RESENHA BIBLIOGRÁFICA

Marina Brasil Rocha

Martins, José de Souza. A imigração e a crise do Brasil agrário. São Paulo, Pioneira, 1973.

O autor dedica-se ao estudo de um grupo de imigrantes italianos estabelecidos no núcleo colonial de São Caetano que abrangia grande parte do atual município industrial de São Caetano do Sul.

Acompanhando sua trajetória desde a desorganização das condições de produção no norte da Itália - resultante da penetração do capitalismo naquele país - Martins procura apreender o processo de assimilação do imigrante na sociedade brasileira.

Recorrendo a estória da implantação desse núcleo colonial, revela a relação existente entre a formação desse campesinato e a instituição de um mercado de trabalho livre para a grande lavoura, em crise desde a supressão do tráfico de escravos.
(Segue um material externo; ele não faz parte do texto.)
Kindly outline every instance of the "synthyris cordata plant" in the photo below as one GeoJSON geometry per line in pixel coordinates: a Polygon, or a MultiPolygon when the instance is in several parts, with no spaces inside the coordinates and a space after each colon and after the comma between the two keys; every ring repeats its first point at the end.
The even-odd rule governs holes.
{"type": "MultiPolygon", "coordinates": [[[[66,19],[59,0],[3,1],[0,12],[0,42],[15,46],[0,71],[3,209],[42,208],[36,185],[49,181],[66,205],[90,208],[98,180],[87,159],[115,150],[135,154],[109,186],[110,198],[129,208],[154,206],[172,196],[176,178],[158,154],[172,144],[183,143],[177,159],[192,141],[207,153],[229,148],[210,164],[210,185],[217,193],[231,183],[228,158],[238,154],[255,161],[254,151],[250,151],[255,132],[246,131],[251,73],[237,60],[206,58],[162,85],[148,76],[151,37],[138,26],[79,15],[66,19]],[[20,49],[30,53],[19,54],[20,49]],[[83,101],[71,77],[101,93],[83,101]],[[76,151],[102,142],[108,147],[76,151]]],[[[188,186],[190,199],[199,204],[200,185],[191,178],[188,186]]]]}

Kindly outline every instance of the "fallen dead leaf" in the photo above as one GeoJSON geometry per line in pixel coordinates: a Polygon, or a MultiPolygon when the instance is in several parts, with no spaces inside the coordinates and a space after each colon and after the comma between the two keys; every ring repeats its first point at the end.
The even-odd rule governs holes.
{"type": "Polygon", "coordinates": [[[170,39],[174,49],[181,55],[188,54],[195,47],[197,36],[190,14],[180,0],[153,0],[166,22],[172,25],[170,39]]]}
A escassez de mão-de-obra-obra na grande lavoura cafeeira, colocando em risco a própria economia colonial, levou o Estado a intervir na solução do problema, através da organização de núcleos oficiais de colonização. Estes deveriam não só atrair imigrantes para a província, mas também solucionar os problemas de abastecimento de gêneros alimentícios, decorrentes da utilização intensiva da mão-de-obra escrava nas lavouras de café, o que impedia a produção paralela de alimentos. Deveriam, ainda, servir de canal de difusão da ideologia do trabalho, elaborada pela grande lavoura, e que subordinava a ascensão do trabalhador à condição de proprietário ao trabalho prévio nas lavouras de café.

O atendimento a esses requisitos refletiu-se na escolha do local de implantação do núcleo colonial de São Caetano. A sua proximidade à estrada de ferro permitiria a comercialização dos gêneros alimentícios aí produzidos.

O autor descreve, em seguida, as condições em meio as quais se desenvolveram as práticas camponesas: a discriminação da posse da terra na área escolhida para a formação do núcleo e o reconhecimento das áreas devolutas, apossadas ou não por particulares. A valorização das terras, que daí se segue, suscita conflitos entre capitalistas, atraídos pela possibilidade de investimentos lucrativos, e a população original da região, seja por questões de limites, seja por questões de posse. É o resultado imediato da mercantilização do uso do solo.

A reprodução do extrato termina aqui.